Appeal allowed. The Court of Appeal held that the Upper Tribunal misapplied the third stage of the Ready Mixed Concrete test by allowing the respondent’s freelance career and surrounding engagements to displace the required assessment of the terms and effects of the hypothetical contracts for the tax years in issue.
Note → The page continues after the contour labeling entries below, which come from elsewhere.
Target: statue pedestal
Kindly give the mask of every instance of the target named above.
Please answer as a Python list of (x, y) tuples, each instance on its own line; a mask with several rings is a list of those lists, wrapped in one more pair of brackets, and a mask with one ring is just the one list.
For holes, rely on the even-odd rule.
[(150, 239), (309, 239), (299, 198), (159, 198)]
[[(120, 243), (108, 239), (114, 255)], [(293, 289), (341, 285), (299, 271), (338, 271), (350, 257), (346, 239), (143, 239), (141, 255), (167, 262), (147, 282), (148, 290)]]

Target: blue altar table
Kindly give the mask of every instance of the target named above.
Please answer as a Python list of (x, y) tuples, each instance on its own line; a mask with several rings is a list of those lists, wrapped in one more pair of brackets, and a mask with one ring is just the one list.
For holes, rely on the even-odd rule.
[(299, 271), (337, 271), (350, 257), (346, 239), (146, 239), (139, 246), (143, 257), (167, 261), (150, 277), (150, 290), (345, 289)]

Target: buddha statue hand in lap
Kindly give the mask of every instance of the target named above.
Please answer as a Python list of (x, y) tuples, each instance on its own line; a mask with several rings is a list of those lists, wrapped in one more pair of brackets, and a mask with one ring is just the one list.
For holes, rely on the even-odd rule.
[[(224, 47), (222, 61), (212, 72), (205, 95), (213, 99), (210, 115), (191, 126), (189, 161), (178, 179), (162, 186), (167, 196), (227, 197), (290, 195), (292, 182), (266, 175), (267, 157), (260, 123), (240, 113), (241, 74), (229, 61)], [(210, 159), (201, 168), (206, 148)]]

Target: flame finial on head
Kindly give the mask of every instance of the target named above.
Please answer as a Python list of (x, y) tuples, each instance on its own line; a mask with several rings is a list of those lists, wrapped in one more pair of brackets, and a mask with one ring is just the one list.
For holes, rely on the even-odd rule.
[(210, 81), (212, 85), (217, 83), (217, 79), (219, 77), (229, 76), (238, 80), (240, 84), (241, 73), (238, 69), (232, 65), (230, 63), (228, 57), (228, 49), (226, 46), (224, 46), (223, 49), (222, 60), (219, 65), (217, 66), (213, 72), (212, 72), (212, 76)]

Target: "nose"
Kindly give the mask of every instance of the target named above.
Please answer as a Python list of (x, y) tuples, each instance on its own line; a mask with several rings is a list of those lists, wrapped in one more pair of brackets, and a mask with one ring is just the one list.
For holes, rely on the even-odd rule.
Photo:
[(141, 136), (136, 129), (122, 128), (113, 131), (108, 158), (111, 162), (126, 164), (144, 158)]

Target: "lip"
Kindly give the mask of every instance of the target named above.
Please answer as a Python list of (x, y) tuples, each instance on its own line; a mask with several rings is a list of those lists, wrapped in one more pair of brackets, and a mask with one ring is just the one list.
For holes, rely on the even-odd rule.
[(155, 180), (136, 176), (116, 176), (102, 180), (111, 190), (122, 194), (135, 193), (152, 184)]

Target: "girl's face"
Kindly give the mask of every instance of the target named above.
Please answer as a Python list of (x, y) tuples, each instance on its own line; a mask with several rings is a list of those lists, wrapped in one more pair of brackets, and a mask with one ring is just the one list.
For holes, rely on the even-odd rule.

The court also held that the Autoclenz purposive approach is not applicable to the IR35 statutory inquiry and that the FTT had been wrong to exclude the BBC's contractual rights; the case was therefore remitted for reconsideration on the correct legal approach.

Appellate history

Appeal to the Court of Appeal from the Upper Tribunal (Tax and Chancery Chamber) (Marcus Smith J and Judge Jonathan Richards) [2021] UKUT 37 (TCC), which itself had reviewed a First-tier Tribunal decision (Judge Tony Beare and Mr Duncan McBride) allowing Atholl House’s appeal against HMRC determinations for tax years 2015/16 and 2016/17.

Cited cases

  • Uber BV v Aslam, [2021] UKSC 5 positive
  • Quashie v Stringfellow Restaurants Ltd, [2012] EWCA Civ 1735 neutral
  • Davies v Braithwaite, [1931] 2 KB 628 neutral
  • Ready Mixed Concrete (South East) Ltd v Minister of Pensions and National Insurance, [1968] 2 QB 497 positive
  • Market Investigations Ltd v Minister of Social Security, [1969] 2 QB 173 positive
  • O'Kelly v Trusthouse Forte plc, [1983] ICR 728 neutral
  • Nethermere (St Neots) Ltd v Gardiner, [1984] ICR 612 positive
  • Hall v Lorimer, [1992] 1 WLR 939 positive
  • Autoclenz Ltd v Belcher, [2011] UKSC 41 neutral
  • Weight Watchers (UK) Ltd v HMRC, [2011] UKUT 433 (TCC) mixed

Legislation cited

  • Income Tax (Earnings and Pensions) Act 2003: Income Tax (Earnings and Pensions) Act 2003, section 49
  • Social Security Contributions (Intermediaries) Regulations 2000: Regulation Not stated in the judgment.